Certain ways of conducting your social media strategy work more effectively than others, and this includes scheduling, posting, messaging, engaging, participating in new networks, using etiquette, leveraging analytics, you name it.
When planning your social media activities, it’s important to consider all of these aspects not just for your local audiences but also on a global scale. This past year in particular, more and more companies and individuals around the world are getting involved in social media. This makes it more important than ever for companies to focus on a global STRATEGY (strategy being the key word here) for their social media efforts.
Why You Need an International Social Media Strategy
A global strategy simply means being mindful of your foreign connections. Many companies today can work with others across the world, but even if you don’t operate a business that works with international customers and clients just yet, you can benefit for a few different reasons:
- Visibility. It is never a bad thing to gain additional visibility for your business, so making sure that your social posts can be understood by all cultures is beneficial. If someone knows someone, you’ll want them to know who you are. If a company outside the U.S. is looking for a U.S. partner, you want to be considered. If someone in another country is looking to purchase what you have to offer right now, you want to be available to them right now.
- Stay ahead of the competition. If you fall behind, you’re left behind. You want to stay current and make sure that you’re not the only company ignoring potential sales from foreign countries.
- Easy access. This goes well with the last point. You want your social media accounts to be easy to find and easy to understand, and if you can make this happen you’ll be one of the few! If English is your second language and you’re the only company with a plan of action for that consumer, who do you think he/she is going to pick?
Unfortunately, creating a global strategy isn’t always easy. It involves analyzing your website in order to determine just how “global” you need to get, and where you’ll benefit the most.
How to Get Started with an International Social Media Strategy
1. Prioritize and segment your audiences.
The first thing you need to do is determine where your foreign connections lie. Use tools such as SocialBro, Followerwonk, PageLever, Facebook Insights, etc. to gather this data for each individual social media account. Your followers can be different on Twitter than they are on Facebook, so you may need to have a slightly different strategy for each account (which you likely do already). Once you determine which countries are most interested in your accounts, you can segment your audiences accordingly.
However, just because you have a lot of foreign connections or retweets does not mean that this is your target audience. You must evaluate where you want your audience and put that on the top of your priority list.
2. Either create specific country pages or use the customization features of the network.

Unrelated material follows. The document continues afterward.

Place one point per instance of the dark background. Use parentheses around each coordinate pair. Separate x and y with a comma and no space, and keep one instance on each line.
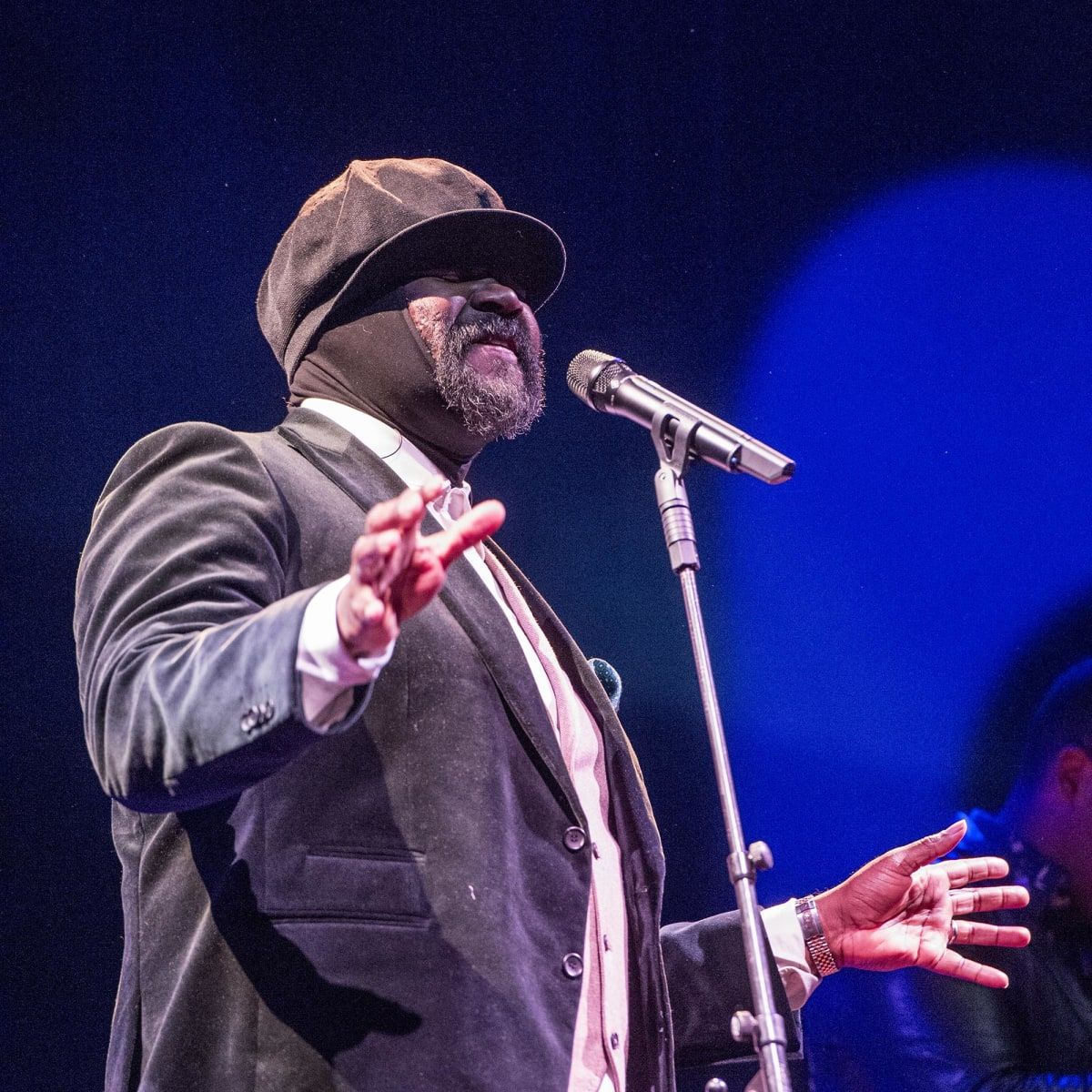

Next it comes time to setup your social media accounts so that you can show certain messages to certain groups of people. This is done the easiest through Facebook and LinkedIn. However, some companies find that it’s best to create an entire new page if there is a large foreign audience, or to create a new page per target country if the country is strategically important enough or if your audience is large enough in the country. This is really the only way you make sure you’re getting exactly what you want because the segmenting features of social networks themselves don’t give you the option to do everything.
3. Utilize native speakers and guest articles.

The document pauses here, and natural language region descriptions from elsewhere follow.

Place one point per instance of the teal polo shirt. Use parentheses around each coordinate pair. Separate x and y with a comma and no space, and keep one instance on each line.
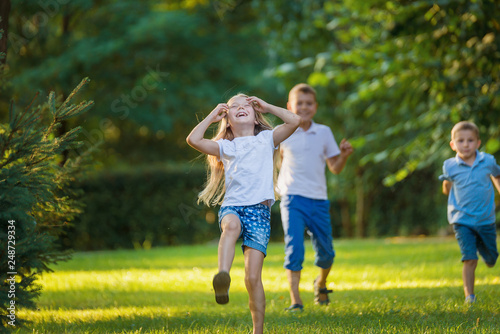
(472,195)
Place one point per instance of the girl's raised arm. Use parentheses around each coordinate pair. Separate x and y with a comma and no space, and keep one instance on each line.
(196,138)
(283,131)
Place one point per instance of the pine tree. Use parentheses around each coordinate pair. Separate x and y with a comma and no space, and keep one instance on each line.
(36,200)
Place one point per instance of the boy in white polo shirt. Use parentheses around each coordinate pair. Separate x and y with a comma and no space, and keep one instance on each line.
(304,199)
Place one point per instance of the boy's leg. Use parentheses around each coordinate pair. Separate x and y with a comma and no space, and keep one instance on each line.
(487,244)
(294,281)
(467,240)
(293,228)
(254,260)
(322,240)
(468,276)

If you’re ever planning on writing something in a different language, you should always use a native speaker. While tools such as Google Translate are usually OK for casual personal use, this isn’t as acceptable when it comes to your company’s social media. Social media is constant—update alerts going straight to mobile phones, notifications popping up when you have a new tweet—so people don’t want to be listening to broken English, which would actually do more damage to your brand than any potential benefit you may derive. A great strategy for generating content for international target audiences on a consistent basis is guest posts by native country experts. Start exploring, networking and locating in-country and ex-pat experts, and you’ll then have a team of outsourced content builders to help you achieve your international social media goals.
Once again, creating a global social media strategy does not mean that your other efforts should suffer. You want to continue to focus on your core target audience and do what you can to make sure that you’re giving your current customers the types of information they need. A global strategy is a complement to your current strategy, helping you to incrementally expand your business.